Pemerintah Inggris menaikkan tingkat ancaman teror di Irlandia Utara menjadi "parah" pada hari Selasa (28/3) waktu setempat. Ini dilakukan menjelang kunjungan Presiden Amerika Serikat Joe Biden untuk menandai peringatan 25 tahun perjanjian perdamaian penting.
Dilansir kantor berita AFP, Rabu (29/3/2023), badan mata-mata domestik Inggris, MI5 menilai bahwa risiko serangan telah berubah dari "substansial" menjadi "parah", yang berarti sebuah insiden dinilai "sangat mungkin terjadi", kata Sekretaris Irlandia Utara Chris Heaton-Harris.
Irlandia Utara mengalami tiga dekade konflik sektarian atas pemerintahan Inggris, yang dikenal sebagai "The Troubles", yang merenggut sekitar 3.500 nyawa.
Namun provinsi tersebut berubah sejak Perjanjian Jumat Agung diadopsi pada 10 April 1998.
"Namun, sejumlah kecil orang tetap bertekad untuk merugikan komunitas kami melalui tindakan kekerasan bermotif politik," kata Heaton-Harris kepada parlemen.
Dia mendesak masyarakat untuk "tetap waspada, tetapi tidak khawatir" atas pengumuman peningkatan level ancaman teror tersebut.

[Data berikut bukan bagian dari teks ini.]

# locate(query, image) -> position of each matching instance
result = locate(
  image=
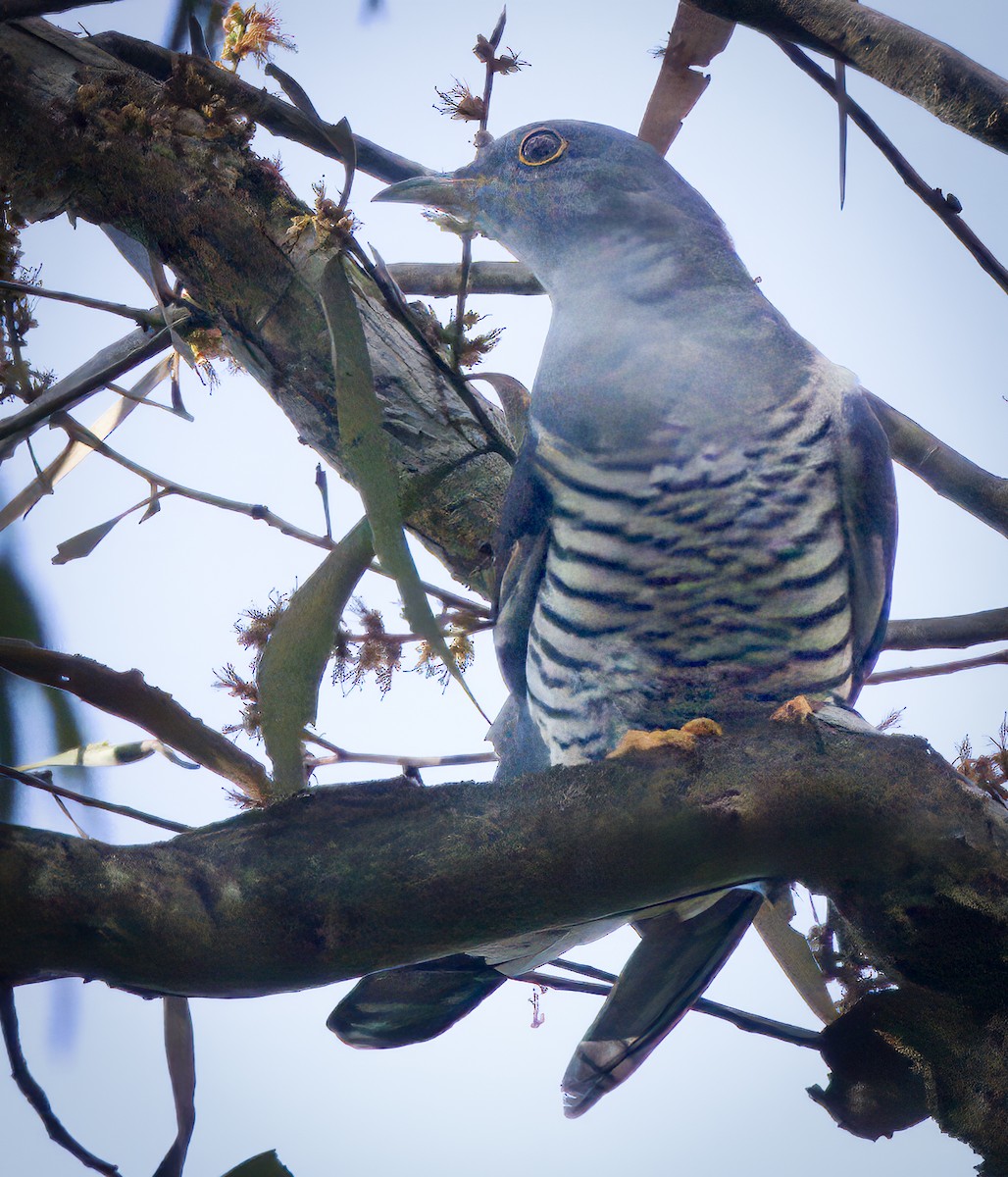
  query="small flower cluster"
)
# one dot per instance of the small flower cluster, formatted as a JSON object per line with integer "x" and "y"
{"x": 251, "y": 32}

Pengumuman ini disampaikan setelah seorang petugas polisi terluka parah usai ditembak di depan putranya bulan lalu. Sebelumnya pada November tahun lalu, terjadi serangan bom yang gagal terhadap dua petugas.
Kedua serangan tersebut dituding dilakukan oleh kelompok militan pembangkang yang disebut "New IRA", yang menginginkan reunifikasi dengan Republik Irlandia.